We ate dinner together—late, because I’d had a game—but instead of scurrying to the couch where my parents would inevitably watch a movie before heading to bed, they told me they needed to talk to me.

Before Dad died, I was always an easygoing kid. I never got into trouble at school. I chose my friends wisely and got good grades. Most of my spare time after the age of twelve was devoted to baseball. I can count on one hand the number of times my parents called a family meeting or said they wanted to talk. So, when they sat me down in the living room, and I noticed Mom’s puffy, swollen eyes for the first time, and Dad’s solemn expression, I knew. I had this bone-deep feeling that whatever they were about to tell me would change my life.

My palms began to sweat, my heart galloping like a racehorse as Dad looked me in the eyes. “I’m dying, kiddo.”

There was no sugarcoating it. No telling me he was going to a better place or beating around the bush or softening the blow, just the cold hard truth.

“I’m dying, kiddo.”

I broke down for the first time since I was five, but what I didn’t know at the time was that the doctors only gave him weeks to live. When I’d asked, they’d been vague about the details, and I was foolish in my expectations. I assumed Dad had a year, maybe more. So when I lost my best friend three weeks later, it fucking slayed me.

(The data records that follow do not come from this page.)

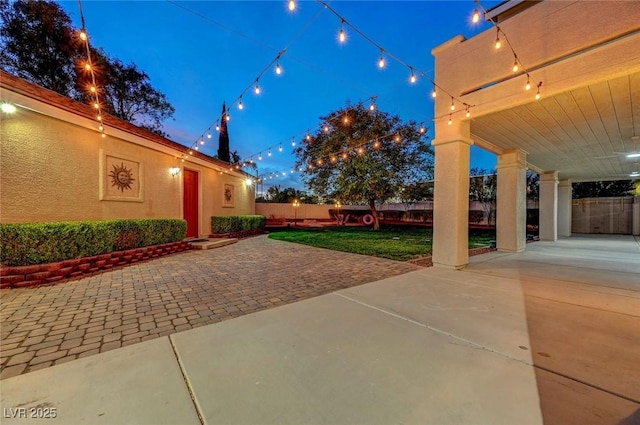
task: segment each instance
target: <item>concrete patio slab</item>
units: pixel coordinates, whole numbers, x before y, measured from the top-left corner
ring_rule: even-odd
[[[208,424],[539,424],[533,368],[331,294],[172,335]]]
[[[0,385],[3,425],[200,424],[166,337]]]

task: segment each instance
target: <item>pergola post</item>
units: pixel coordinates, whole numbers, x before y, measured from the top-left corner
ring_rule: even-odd
[[[436,127],[433,265],[461,269],[469,263],[469,122]],[[439,134],[444,133],[444,134]]]
[[[527,154],[516,149],[498,155],[496,247],[522,252],[527,243]]]

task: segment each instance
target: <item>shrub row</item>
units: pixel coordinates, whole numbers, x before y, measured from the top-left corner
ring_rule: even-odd
[[[264,229],[263,215],[225,215],[211,217],[211,233],[235,233]]]
[[[187,222],[180,219],[0,224],[0,264],[26,266],[90,257],[177,242],[186,233]]]

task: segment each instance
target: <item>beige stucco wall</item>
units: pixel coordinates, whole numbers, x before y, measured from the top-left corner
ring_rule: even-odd
[[[3,90],[3,96],[6,97]],[[86,119],[64,112],[50,116],[31,101],[2,114],[0,124],[0,222],[27,223],[114,218],[182,218],[183,173],[171,167],[198,171],[200,234],[210,233],[212,215],[253,214],[254,188],[242,175],[220,172],[203,160],[178,161],[177,151],[123,131],[107,129],[108,137],[87,125]],[[44,112],[43,112],[44,111]],[[66,117],[69,119],[61,119]],[[71,121],[71,122],[69,122]],[[157,146],[156,146],[157,145]],[[139,162],[140,201],[100,200],[101,158],[112,155]],[[106,171],[103,169],[102,173]],[[104,175],[104,174],[103,174]],[[235,187],[234,206],[222,207],[224,183]]]

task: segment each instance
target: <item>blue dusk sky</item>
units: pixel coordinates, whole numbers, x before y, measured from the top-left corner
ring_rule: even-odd
[[[204,135],[201,151],[215,155],[215,122],[222,102],[232,104],[231,150],[258,162],[260,175],[280,173],[264,183],[266,190],[275,184],[304,189],[299,176],[289,173],[295,164],[292,138],[299,142],[307,131],[317,131],[319,117],[347,102],[377,96],[379,109],[405,121],[424,122],[431,139],[433,86],[419,72],[418,81],[411,84],[410,69],[389,54],[437,82],[431,49],[458,34],[469,38],[490,28],[484,22],[471,23],[471,0],[327,3],[384,48],[384,69],[378,68],[380,50],[348,25],[347,41],[339,43],[340,18],[316,1],[298,2],[293,12],[285,0],[85,0],[82,7],[92,46],[124,63],[134,62],[175,107],[174,118],[165,122],[170,139],[192,146]],[[482,4],[489,8],[498,3]],[[78,2],[60,4],[79,28]],[[234,101],[255,85],[256,77],[283,49],[283,73],[276,75],[274,66],[269,67],[259,80],[261,94],[248,90],[239,110]],[[209,129],[211,139],[206,137]],[[475,147],[471,161],[472,167],[487,169],[496,162],[494,155]]]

I have the same feeling now as I pull up to the small ranch and stare over at Ryleigh’s house with a thousand knots tightening in my stomach.

Unbuckling my seat belt, I slide out of the car and make my way to the door where I find Jill already waiting for me. Her face is a mask of worry. Her brows are drawn, her mouth tight, but her eyes aren’t puffy and they aren’t red, so I take this as a good sign. Surely, if Ryleigh got bad news, she’d have been crying.